Hydrocarbons are lighter than water. Generated deep within the earth in source rocks, they will migrate upwards towards the surface due to buoyancy. Their movement is typically stopped, when they reach an impermeable layer of rock, a seal. In the best case, the rock below the impermeable layer is either highly permeable and/or dominated by natural fractures. Those properties are typically found in two broad groups of sedimentary rocks: sandstones and carbonates. Such a scenario is called a hydrocarbon trap and most of conventional oil production originates from traps. Nevertheless, the migration process does not always work in a perfect way. Some hydrocarbons get stuck in formations with low permeability or near the source rocks. Such rocks are then called oil-bearing shales and the oil in it is called tight oil. The most known oil-bearing shales in the US are the Bakken Formation, Pierre Shale, Niobrara Formation and Eagle Ford Formation. Those are also the fields, where most of the recently added production in the US comes from. The rise has been possible because of the spread of a method called fracking, which basically means to try to generate artificial fractures. The fractures provide then a flow path for the oil and gas.
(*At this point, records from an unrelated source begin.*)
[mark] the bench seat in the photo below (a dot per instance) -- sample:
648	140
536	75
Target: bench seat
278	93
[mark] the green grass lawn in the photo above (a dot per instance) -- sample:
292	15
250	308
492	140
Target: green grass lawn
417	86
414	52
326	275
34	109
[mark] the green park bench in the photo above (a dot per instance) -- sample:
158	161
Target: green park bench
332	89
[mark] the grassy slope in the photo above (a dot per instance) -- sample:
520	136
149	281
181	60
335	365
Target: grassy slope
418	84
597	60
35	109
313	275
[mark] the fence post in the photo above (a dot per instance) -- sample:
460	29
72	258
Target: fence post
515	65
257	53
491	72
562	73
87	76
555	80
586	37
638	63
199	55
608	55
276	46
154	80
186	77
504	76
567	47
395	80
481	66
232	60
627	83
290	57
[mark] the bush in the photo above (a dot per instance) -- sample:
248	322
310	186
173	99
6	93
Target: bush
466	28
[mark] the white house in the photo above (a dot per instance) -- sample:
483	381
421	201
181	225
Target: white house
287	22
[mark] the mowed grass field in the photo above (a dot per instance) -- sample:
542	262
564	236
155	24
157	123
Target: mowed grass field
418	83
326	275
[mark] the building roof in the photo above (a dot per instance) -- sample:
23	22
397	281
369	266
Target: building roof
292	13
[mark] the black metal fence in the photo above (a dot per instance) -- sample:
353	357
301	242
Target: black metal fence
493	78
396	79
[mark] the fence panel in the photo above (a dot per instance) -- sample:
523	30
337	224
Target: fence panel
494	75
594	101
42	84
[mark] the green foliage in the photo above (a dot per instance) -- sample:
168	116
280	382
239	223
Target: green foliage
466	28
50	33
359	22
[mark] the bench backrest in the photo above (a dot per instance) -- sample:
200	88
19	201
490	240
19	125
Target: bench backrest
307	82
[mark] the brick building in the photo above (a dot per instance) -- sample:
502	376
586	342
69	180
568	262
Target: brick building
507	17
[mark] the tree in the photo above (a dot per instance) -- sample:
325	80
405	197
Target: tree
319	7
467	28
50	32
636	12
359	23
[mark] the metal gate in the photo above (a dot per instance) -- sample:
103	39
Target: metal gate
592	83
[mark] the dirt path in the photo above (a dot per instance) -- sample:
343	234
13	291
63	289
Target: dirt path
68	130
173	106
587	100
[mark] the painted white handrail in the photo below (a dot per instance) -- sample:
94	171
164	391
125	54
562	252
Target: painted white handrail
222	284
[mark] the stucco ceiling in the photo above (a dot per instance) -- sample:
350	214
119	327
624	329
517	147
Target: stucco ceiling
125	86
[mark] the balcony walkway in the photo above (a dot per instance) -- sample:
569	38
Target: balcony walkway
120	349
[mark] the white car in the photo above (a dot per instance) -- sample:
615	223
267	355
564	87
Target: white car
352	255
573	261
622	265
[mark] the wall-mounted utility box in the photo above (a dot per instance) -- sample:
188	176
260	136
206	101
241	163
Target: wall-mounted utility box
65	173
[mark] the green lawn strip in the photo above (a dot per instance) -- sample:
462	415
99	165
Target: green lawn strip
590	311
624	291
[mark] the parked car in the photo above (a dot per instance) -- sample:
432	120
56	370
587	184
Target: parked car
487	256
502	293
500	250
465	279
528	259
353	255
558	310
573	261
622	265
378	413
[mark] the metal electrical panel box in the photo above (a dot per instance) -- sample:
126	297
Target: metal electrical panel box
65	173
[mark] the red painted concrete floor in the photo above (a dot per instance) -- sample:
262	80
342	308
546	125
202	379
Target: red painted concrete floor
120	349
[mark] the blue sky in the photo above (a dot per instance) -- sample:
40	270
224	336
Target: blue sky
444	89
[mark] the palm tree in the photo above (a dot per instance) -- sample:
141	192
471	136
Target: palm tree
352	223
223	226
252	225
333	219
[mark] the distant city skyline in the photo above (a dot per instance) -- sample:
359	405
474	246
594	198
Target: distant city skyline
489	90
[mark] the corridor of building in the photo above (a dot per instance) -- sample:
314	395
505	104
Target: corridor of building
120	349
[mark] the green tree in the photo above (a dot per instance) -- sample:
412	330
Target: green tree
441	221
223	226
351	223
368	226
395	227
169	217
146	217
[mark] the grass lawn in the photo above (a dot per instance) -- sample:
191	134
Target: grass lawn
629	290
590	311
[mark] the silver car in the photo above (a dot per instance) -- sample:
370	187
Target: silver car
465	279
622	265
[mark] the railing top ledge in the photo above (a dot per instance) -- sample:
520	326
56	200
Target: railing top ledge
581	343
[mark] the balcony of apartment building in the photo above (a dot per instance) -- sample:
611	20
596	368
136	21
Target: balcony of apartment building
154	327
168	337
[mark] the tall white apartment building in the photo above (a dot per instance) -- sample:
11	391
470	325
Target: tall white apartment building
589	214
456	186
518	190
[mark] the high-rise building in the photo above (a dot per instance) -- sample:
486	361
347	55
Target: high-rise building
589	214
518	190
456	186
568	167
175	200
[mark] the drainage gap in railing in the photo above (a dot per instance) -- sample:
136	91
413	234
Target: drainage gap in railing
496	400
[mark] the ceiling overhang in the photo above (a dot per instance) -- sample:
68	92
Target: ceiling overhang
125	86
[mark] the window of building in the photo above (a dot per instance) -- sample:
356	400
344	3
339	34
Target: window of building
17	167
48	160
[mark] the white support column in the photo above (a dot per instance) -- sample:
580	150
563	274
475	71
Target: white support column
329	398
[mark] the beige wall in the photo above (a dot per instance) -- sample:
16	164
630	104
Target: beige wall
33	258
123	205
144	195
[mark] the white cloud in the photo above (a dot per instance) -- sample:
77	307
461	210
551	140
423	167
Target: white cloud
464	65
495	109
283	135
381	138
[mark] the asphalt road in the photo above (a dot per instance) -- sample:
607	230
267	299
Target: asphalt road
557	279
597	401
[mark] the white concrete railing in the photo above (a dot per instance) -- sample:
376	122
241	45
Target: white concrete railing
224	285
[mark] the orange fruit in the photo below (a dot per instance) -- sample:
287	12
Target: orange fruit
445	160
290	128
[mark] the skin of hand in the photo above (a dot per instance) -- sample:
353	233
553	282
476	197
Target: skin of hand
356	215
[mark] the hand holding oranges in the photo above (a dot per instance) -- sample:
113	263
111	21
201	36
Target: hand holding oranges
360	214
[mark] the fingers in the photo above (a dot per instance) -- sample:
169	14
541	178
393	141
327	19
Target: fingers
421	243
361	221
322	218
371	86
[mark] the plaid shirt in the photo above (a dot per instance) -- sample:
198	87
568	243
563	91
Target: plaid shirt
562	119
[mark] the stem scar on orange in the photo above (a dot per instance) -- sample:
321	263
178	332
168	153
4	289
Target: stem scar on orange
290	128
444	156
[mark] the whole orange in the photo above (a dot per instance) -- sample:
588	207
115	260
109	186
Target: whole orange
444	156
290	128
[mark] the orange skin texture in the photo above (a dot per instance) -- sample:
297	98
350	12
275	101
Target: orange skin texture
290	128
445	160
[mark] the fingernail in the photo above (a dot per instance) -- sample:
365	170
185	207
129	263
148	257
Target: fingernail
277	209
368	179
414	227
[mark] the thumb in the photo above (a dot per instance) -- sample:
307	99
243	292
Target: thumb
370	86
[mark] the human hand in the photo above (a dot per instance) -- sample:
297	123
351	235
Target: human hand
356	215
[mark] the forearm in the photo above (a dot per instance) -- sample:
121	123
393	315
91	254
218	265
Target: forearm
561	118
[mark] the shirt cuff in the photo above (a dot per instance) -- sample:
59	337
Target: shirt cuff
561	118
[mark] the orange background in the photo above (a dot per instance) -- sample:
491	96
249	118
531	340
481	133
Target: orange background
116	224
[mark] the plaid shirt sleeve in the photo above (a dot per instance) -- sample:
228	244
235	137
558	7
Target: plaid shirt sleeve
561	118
Oil-bearing shales should not be confused with oil shale. Oil shale is fine-grained rock containing kerogen (an intermediate product in the formation of hydrocarbons). It is estimated that world deposits are up to 5 trillion barrels, the most prominent one the Green River Formation in Utah, Wyoming and Colorado. Despite that huge potential, production of oil shales nowadays is confined to Estonia and some parts of China. The reason for this is the expansive process that is necessary to produce crude oil from kerogen, as one would have to copy reaction that occur naturally deep within in the earth (pyrolysis). To sum this up: oil shale is incomplete oil without much economic relevance today, while tight oil is fully finished oil that is produced with fracking.
Due to the high increase of tight oil production in the US, its influence on the world oil market has risen dramatically. In 2013, the IEA even claimed that the surge of unconventionals in Northern America has led to a worldwide supply shock that would reshape global markets. Nevertheless, one should not forget that tight oil production is still more sophisticated and needs more technology than conventional oil production.
The recent drop in the price of oil has fueled the debate about the actual production costs in tight oil plays. Nevertheless, estimates differ widely from source to source. Reuters offers a wonderful compilation of this issue. The wide variety is especially troublesome, as most analysts just state their estimates, but do not explain their methodology or which kinds of costs exactly they take into account and which ones not. Additionally, they mostly focus on costs for different tight oil plays. The approach followed in my articles is different. I take all costs into account including administration and interest costs and I segment costs by companies, not by oil fields. I believe this is the most reliable way, as it does not need to include complex geological and economical estimates and hypothesizes, but focuses exactly on what companies actually had to spend to get one barrel out of the ground. Furthermore, annual statements have to comply with accounting standards and are therefore easily comparable.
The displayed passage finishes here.